Muni Sales Dry Up as States Face $42 Billion Deficit

The worst year for municipal bond investors since 1999 may further reduce demand for tax-exempt debt just as state governments face the biggest budget deficits in at least a quarter-century, according to published reports.
State and local borrowers sold $385 billion of long-term bonds through yesterday, down 9 percent from 2007, according to data compiled by Thomson Reuters. Next year, sales will drop more than 6 percent to about $364 billion, the least since 2004, based on an average of estimates from London-based Barclays Plc, Merrill Lynch & Co. and Loop Capital Markets LLC.
The combination of the worst financial crisis since World War II and the collapse of the $330 billion auction-rate debt market will leave 41 states and the District of Columbia with shortfalls just as financing sources diminish. Merrill Lynch’s Municipal Master Index, which tracks 14,000 bonds, fell 4.6 percent this year, the first decline since a 6.34 percent drop in 1999. The biggest underwriters are merging or leaving the business.
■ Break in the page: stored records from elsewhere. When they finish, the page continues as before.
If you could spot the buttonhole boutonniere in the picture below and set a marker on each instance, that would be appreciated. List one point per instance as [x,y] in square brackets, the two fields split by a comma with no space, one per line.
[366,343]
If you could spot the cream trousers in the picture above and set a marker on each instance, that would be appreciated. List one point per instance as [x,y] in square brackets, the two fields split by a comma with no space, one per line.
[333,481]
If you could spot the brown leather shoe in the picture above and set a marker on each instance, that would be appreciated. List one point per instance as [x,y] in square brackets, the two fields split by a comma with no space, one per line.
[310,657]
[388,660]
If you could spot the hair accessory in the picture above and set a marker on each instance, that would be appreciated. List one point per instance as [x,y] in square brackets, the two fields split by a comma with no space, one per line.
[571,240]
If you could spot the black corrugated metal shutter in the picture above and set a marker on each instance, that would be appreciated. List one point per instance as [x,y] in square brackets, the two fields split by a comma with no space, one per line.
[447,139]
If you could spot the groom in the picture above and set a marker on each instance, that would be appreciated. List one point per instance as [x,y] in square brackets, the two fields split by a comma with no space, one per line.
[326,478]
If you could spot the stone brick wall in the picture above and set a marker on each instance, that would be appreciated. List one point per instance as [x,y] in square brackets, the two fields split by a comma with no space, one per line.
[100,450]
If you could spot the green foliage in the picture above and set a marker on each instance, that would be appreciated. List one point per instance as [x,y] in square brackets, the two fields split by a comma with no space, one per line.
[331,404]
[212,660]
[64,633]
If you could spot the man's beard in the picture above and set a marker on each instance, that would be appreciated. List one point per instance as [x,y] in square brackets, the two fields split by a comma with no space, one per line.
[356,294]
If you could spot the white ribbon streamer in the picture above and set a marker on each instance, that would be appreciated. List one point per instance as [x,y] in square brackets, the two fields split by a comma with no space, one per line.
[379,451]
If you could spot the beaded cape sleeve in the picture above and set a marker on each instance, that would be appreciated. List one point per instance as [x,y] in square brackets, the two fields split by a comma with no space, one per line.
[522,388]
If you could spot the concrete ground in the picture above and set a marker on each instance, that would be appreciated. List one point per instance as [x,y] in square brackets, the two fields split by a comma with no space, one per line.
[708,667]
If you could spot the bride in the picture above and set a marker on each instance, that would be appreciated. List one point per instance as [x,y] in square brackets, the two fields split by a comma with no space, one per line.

A freeze in global credit markets this year drove municipal borrowing costs to unprecedented levels. Yields on AAA general obligation bonds due in 30 years rose to a record 2.2 times Treasury yields from the historical average of about 0.96 times, according to Concord, Massachusetts-based Municipal Market Advisors. That represents an extra $2.93 million a year in interest on every $100 million of debt sold.